How should we split bills?

Even if you are equal partners in your relationship (and of course you are!), that doesn’t mean you have equal income.1 “When you have one partner making $30,000 and one making $100,000 and you’re splitting bills fifty-fifty, it can breed resentment,” says Lee Simmons. She suggests paying shared expenses in an equitable—not equal—fashion.

I’m comfortable sharing my salary, but do I really have to share my partner’s debt, too?

Not necessarily. However, own up to what you owe, and if you do decide to attack debt as a team, keep in mind that it can improve your household’s net worth and overall cash flow.2

We’re getting married.

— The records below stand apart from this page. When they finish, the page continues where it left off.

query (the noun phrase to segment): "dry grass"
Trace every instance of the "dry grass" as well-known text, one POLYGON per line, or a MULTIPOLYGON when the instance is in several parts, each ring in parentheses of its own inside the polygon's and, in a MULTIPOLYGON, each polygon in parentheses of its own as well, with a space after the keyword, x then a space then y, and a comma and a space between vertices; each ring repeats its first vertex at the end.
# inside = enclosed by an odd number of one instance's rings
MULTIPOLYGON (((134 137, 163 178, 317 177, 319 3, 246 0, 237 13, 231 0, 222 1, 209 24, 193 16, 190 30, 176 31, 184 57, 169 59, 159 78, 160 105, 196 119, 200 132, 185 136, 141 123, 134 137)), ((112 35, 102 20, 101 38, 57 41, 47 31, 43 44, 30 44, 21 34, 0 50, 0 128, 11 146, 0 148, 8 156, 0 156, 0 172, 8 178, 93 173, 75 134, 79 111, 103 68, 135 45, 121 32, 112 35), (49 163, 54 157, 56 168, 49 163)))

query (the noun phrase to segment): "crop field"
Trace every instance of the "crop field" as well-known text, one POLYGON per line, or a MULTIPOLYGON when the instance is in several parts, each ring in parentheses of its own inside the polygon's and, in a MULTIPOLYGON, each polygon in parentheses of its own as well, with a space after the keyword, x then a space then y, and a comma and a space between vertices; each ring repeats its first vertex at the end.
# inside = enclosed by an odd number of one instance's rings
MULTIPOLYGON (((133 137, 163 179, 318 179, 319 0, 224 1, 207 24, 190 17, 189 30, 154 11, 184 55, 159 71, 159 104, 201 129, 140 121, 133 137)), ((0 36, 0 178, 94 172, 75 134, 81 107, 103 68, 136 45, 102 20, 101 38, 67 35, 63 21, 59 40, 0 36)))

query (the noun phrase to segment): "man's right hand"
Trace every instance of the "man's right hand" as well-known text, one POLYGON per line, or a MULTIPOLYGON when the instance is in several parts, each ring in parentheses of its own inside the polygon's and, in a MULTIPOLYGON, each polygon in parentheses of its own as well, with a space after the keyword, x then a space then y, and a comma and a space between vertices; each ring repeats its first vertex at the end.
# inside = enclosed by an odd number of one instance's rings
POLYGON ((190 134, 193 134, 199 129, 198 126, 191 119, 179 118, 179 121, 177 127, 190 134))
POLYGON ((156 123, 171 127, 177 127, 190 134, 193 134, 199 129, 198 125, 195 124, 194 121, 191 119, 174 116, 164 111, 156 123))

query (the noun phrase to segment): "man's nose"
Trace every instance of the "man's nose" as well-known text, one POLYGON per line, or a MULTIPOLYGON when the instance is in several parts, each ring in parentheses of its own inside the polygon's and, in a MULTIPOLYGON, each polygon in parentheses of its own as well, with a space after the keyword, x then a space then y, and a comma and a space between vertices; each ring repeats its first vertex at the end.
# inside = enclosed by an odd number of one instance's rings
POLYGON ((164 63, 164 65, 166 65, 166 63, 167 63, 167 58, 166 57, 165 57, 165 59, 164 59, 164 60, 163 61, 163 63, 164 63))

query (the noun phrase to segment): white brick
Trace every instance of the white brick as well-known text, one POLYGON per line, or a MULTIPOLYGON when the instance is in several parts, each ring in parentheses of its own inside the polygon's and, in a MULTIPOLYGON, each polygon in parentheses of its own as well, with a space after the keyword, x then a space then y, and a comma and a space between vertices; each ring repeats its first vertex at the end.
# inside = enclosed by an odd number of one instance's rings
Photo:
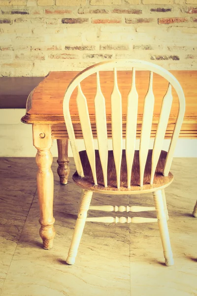
POLYGON ((26 5, 27 0, 1 0, 0 6, 19 6, 26 5))
POLYGON ((187 4, 197 4, 197 0, 186 0, 187 4))
POLYGON ((102 26, 100 31, 103 32, 109 33, 132 33, 135 32, 134 28, 131 26, 102 26))
POLYGON ((37 6, 36 0, 28 0, 27 2, 27 6, 37 6))
POLYGON ((122 0, 90 0, 91 5, 116 5, 122 4, 122 0))
POLYGON ((86 0, 56 0, 57 6, 80 6, 85 5, 86 0))
POLYGON ((51 6, 54 4, 54 0, 37 0, 37 5, 39 6, 51 6))
POLYGON ((126 0, 126 2, 128 2, 130 4, 132 5, 135 5, 136 4, 140 4, 140 0, 126 0))
POLYGON ((173 0, 142 0, 143 4, 173 4, 173 0))

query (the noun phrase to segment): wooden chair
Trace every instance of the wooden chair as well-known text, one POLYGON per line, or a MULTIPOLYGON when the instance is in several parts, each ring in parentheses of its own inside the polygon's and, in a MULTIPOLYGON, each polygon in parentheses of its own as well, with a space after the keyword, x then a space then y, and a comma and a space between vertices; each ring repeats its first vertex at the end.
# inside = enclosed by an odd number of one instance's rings
MULTIPOLYGON (((91 85, 90 85, 91 87, 91 85)), ((167 224, 168 216, 164 188, 173 177, 169 172, 176 143, 178 138, 185 109, 184 94, 175 77, 163 68, 151 63, 137 60, 105 61, 92 66, 77 74, 69 85, 64 98, 64 114, 76 167, 74 182, 82 188, 78 218, 68 252, 66 262, 74 263, 86 221, 120 223, 158 222, 165 264, 173 264, 167 224), (109 67, 114 72, 114 87, 111 95, 111 126, 113 151, 108 150, 107 130, 105 99, 102 93, 99 72, 109 67), (126 149, 123 149, 121 94, 117 82, 117 68, 132 70, 131 88, 128 97, 126 132, 126 149), (135 150, 137 124, 138 94, 135 88, 135 68, 150 71, 148 92, 145 97, 139 150, 135 150), (152 150, 149 150, 154 96, 153 72, 169 82, 163 100, 160 119, 152 150), (92 74, 97 74, 97 90, 95 100, 96 123, 98 150, 95 150, 86 98, 80 82, 92 74), (163 140, 172 102, 171 86, 178 95, 179 108, 168 152, 162 150, 163 140), (76 87, 76 101, 86 150, 79 152, 75 131, 69 113, 70 96, 76 87), (93 192, 111 194, 136 194, 153 192, 155 207, 139 206, 90 207, 93 192), (142 212, 156 210, 157 219, 122 217, 87 218, 89 209, 104 211, 142 212)))
POLYGON ((197 200, 196 205, 194 208, 193 215, 195 218, 197 218, 197 200))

I’m pretty confident that we’re going to die holding hands during the night. Why does any of this matter?

Straight up, marriages (and in some provinces, common-law relationships) are financial partnerships. If you don’t visit a lawyer or financial adviser prior to the big day, you’re essentially signing a financial document without legal representation.

“The problem is that people still think of marriage as a religious ceremony, but it’s a legal contract,” says Darren Gingras, executive director of The Common Sense Divorce, a family mediation service. “It’s like you and I starting a business and incorporating; all of the debts and assets come under the name of the business.”

Even if your spouse’s name doesn’t appear on your bank account, house title or pension, they’re still entitled to half of everything if you split up. The only way to protect your assets is by signing a pre-nuptial agreement3 or, for common-law couples, a cohabitation agreement.

So, basically love is dead and I should just live in sin until the end of time?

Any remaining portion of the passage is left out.